Here is a sampling of quotations from Cornell University faculty, students and staff that have appeared recently in the national and international news media:
"Clearly, many employers don't know how to level the playing field and engage people with disabilities in jobs. We need to infuse all participants -- from upper management to supervisors to workers -- with new attitudes toward the one in six Americans with disabilities."
--Susanne Bruyère, director of the Program on Employment and Disability in the School of Industrial and Labor Relations, in a July 26 New York Times article which reported that the Americans with Disabilities Act has not helped to increase employment prospects for the disabled because the attitudes of employers and managers have not changed.
"There is a general breakdown of social conventions, of manners, of social controls. This gives a validation, a permission, to be aggressive. [Kids used to be] guided by a social convention that said 'keep the lid on.' Today they are guided more in the direction of taking it off."
--James Garbarino, professor of human development, in a USA Today article about the current epidemic of "rage" in public places, July 21.
"Everyone seems to be doing well in the market, and everyone hears stock tips. In this atmosphere, why should any of the elected officials who are doing it really worry that their actions might affect them adversely on election day?"
--Joel Silbey, the President White Professor of History, discussing the issue of elected officials investing in the stock market, in The New York Times, July 16.
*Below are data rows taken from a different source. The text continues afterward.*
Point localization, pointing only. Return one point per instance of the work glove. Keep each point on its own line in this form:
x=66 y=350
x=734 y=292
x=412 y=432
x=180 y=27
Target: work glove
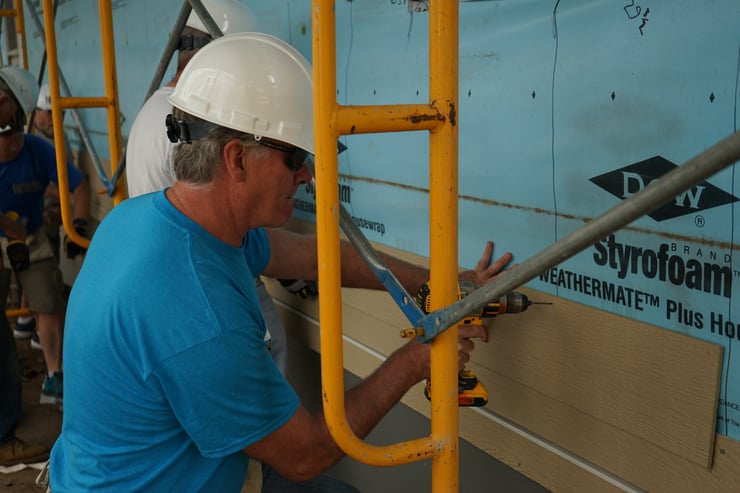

"Drug testing is not, in itself, the only answer in creating a safe construction work environment. It has to be part of an entire substance abuse prevention program that drug testing is only one part of."
--Jonathan Gerber, Industrial and Labor Relations Class of 2000, in an article on his study showing that drug testing in the construction industry reduced workplace injuries, on CBS Health Watch (Medscape), June 30.
"The problem is that fewer than half of these Earth-threatening asteroids have been discovered so far. Of those we have found, we can accurately predict whether they will strike the earth over the next hundred years or so, but we can't project out several thousands of years. So it's possible some of these asteroids eventually will move onto an Earth-collision trajectory. It's a dangerous place out there."
--William Bottke, research associate in radiophysics and space research and lead author of a research paper in Science in which it is estimated that some 900 asteroids are in orbits that bring them close to Earth's, quoted in MSNBC online, June 22.
"The trick is to find synergies that will make technology serve education goals without bankrupting us in the process."
--Glenn C. Altschuler, dean of the School of Continuing Education and Summer Sessions, and Ralph Janis, director of Cornell Adult University, in an opinion column on the "promise and pitfalls" in distance education for alumni, in The Chronicle of Higher Education, June 16.
"Bugs are not going to inherit the Earth; they own it now. So we might as well make peace with the landlord."
-- Thomas Eisner, Schurman Professor of Chemical Ecology, in the May 5 Toronto Globe and Mail.